Arizona has a long way to go in its rebuild. The Cardinals are 2-10 after Sunday’s loss. They’re putting themselves in position to select one of the top two quarterbacks in the draft, if they want. But that won’t solve their biggest issue.
Frank Reich’s job security: On fourth-and-6 and less than two minutes left, with the Panthers still in the game trailing 17-10 against the Tennessee Titans, the Panthers threw a screen pass behind the line of scrimmage to receiver D.J. Chark. It was stopped for no gain. The Titans went in victory formation after that and won 17-10.
There’s not one play that would cost Reich his job as Carolina’s head coach. The Panthers are 1-10. There haven’t been a lot of good plays. But calling that play on fourth down and watching it get immediately stopped has to make owner David Tepper even more upset. His team didn’t trust rookie quarterback Bryce Young at all in that situation and a winnable game turned into another loss.
Reich might be a one-and-done coach. Having an impatient owner doesn’t help. The Panthers are by far the worst team in the NFL, doesn’t have its 2024 first-round draft pick because it was traded to the Chicago Bears so they could draft Young, and aren’t offering a lot of hope. It might not end well for Reich.
Cincinnati Bengals’ sad season: The Bengals got a look at what’s to come for the rest of this season.
With Joe Burrow, the Bengals probably would have beat an offensively challenged Pittsburgh Steelers. But there was a reason Jake Browning had been in the NFL since 2019 but hadn’t thrown a pass in the regular season until this month. The Bengals struggled to move the ball and the Steelers escaped with a 16-10 win. Cincinnati had just 222 yards of offense.
The Bengals were supposed to be Super Bowl contenders this season and despite a slow start, still had a shot to get in the playoffs and make some noise. Then Burrow suffered a season-ending wrist injury. If there were any hope that Browning could pull a Nick Foles and lead the Bengals somewhere off the bench, that died pretty fast on Sunday.
It’s looking like a depressing final stretch of the season coming up for the Bengals.
Mac Jones, at least one more time: Why did the New England Patriots start Jones?
When Jones was benched in London with less than two minutes left in a close game, that seemed to be a wrap for his time as the Patriots’ starting quarterback. But after a week of strange secrecy from the Patriots, Jones got the nod against the New York Giants on Sunday. It turned out exactly how anyone would have predicted.
Jones was awful. He threw a handful of passes that no NFL quarterback should throw. And at halftime, with the Patriots stuck on zero points, he was benched. It was the fourth time he has been benched during a game this season. The biggest question this time was why he started in the first place.

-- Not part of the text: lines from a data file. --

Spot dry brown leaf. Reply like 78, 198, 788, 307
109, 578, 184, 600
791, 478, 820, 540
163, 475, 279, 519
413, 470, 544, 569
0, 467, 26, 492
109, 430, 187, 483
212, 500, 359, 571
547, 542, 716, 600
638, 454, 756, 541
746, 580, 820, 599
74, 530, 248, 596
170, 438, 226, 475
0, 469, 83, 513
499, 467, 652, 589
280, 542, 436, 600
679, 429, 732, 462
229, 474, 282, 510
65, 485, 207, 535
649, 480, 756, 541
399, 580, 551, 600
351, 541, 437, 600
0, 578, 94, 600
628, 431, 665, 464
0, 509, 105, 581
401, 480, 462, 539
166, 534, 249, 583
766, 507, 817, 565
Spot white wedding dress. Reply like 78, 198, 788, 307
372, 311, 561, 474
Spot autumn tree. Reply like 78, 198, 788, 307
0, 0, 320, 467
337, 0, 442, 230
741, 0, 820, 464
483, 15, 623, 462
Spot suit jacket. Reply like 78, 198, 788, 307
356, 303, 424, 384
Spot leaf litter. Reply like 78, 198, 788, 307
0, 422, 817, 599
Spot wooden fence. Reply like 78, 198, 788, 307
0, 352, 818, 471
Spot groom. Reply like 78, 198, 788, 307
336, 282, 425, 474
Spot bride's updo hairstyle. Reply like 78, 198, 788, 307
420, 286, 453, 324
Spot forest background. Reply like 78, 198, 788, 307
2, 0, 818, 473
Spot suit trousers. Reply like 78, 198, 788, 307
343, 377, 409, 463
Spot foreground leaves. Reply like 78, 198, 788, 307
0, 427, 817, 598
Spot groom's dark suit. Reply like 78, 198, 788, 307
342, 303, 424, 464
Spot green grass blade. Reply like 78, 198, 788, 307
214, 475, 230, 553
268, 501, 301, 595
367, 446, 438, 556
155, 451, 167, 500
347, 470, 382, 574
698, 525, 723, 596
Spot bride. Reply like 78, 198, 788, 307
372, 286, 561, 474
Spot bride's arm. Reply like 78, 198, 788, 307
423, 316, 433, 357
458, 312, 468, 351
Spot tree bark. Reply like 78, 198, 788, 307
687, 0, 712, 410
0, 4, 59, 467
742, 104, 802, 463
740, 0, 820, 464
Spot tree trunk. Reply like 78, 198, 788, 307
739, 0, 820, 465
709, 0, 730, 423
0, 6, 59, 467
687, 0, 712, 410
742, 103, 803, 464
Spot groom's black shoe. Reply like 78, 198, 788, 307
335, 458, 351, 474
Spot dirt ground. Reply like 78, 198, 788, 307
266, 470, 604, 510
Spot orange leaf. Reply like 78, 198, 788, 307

Bailey Zappe came in and gave the Patriots a spark, at least for a while. He led a touchdown drive to tie the game. Then he threw an interception that led to a Giants field goal, but shook that off. He got the Patriots in position to kick a game-tying 35-yard field goal, but rookie Chad Ryland — who the talent-poor Patriots drafted in the fourth round — missed the short attempt and the Giants won, 10-7. Maybe the Patriots would have won it earlier if they hadn’t made a weird, bad decision to start Jones again.